After the semester has ended, educators begin to assess what they’ve accomplished over the school year. Certainly, there’s a knack to effective teaching that combines a deep knowledge of your subject, the ability to listen to questions and respond accordingly, and perhaps even a sense of theater. Nobody learns very much in a dull classroom.
But while the material that I share with my classes is important, I also spend time reflecting on what I’ve learned. The art of teaching is an ensemble performance, not a solo act, and you must let each member of the orchestra play his or her part.
This year, I’ve been enlightened by the tolerance and respect my students have shown for one another. While teaching a freshman seminar, I couldn’t help notice that a friendship had developed between a street smart Jewish kid from the Bronx and an openly gay young man from Minnesota. They and a few others were chosen for a panel discussion I was moderating on a Saturday, which meant they wouldn’t receive any “credit” for participating. But as I often tell my students, most of your education takes place outside the classroom. Without any hesitation, the kid from the Bronx said he was going. He even offered to drive his classmates to the event.
College kids do not usually travel 80 miles on a Saturday morning with a bunch of relative strangers. So I had to laugh when a battered gray hatchback arrived outside the venue with the Bronx kid at the wheel, smoking a butt. The doors opened and a gaggle of students popped out, like clowns emerging from one of those tiny cars: an Asian kid clutching his cello; two smart young women in grown-up shoes; and a wry-tempered philosophy major. It was the excitement of a shared adventure — their willingness to throw in with one another — that was so contagious and appealing. Unfolding himself from the backseat was the six-foot three-inch gay kid wearing a furry hat-and-mittens combo that looked like he had killed and dressed a polyester raccoon. Now that’s style.
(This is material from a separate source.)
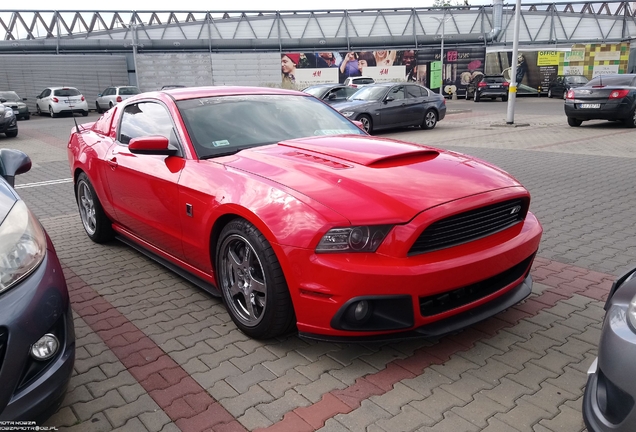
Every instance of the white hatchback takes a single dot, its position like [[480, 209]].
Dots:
[[113, 95], [59, 100]]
In my classes, I want students to believe that anything can happen, and often subvert our expected roles. In one of my courses, a popular kid from New Jersey, while deciding on a partner to help steer our discussion, chose a bright young fellow with Asperger’s syndrome, an autism spectrum disorder that can include awkward social skills. Realizing that his classmate knew a lot about movies, the Jersey boy asked him to introduce the 1949 British film noir “The Third Man,” starring Orson Welles.
People with autism spectrum disorder sometimes talk in a drawn out, stammering manner. When the Asperger’s student delivered his prompts, the entire class smiled and nodded its encouragement, hanging with him through some difficult moments. But the kid knew his stuff. His observation that Welles’s shady war profiteer delivered his first speech from the apex of a giant Ferris wheel, but ended up in the sewers beneath Vienna, sparked a discussion about “film grammar” that lasted all week.
On Friday, the kid from Jersey and his autistic classmate embraced in an exaggerated “bro hug” to wild applause from the class. It was one of the emotional highlights of my career. While they were clapping, it struck me that my son Liam, a freshman at the University of Maine who has Asperger’s syndrome, belonged to a generation that was more open-minded — and open-hearted — than mine. The gesture I was witnessing went beyond mere tolerance to affection, and I was grateful for that.
Teachers have a lot to be thankful for. It’s inspiring to be around people who are culturally astute, irreverent, easy going, and, for the most part, socially colorblind.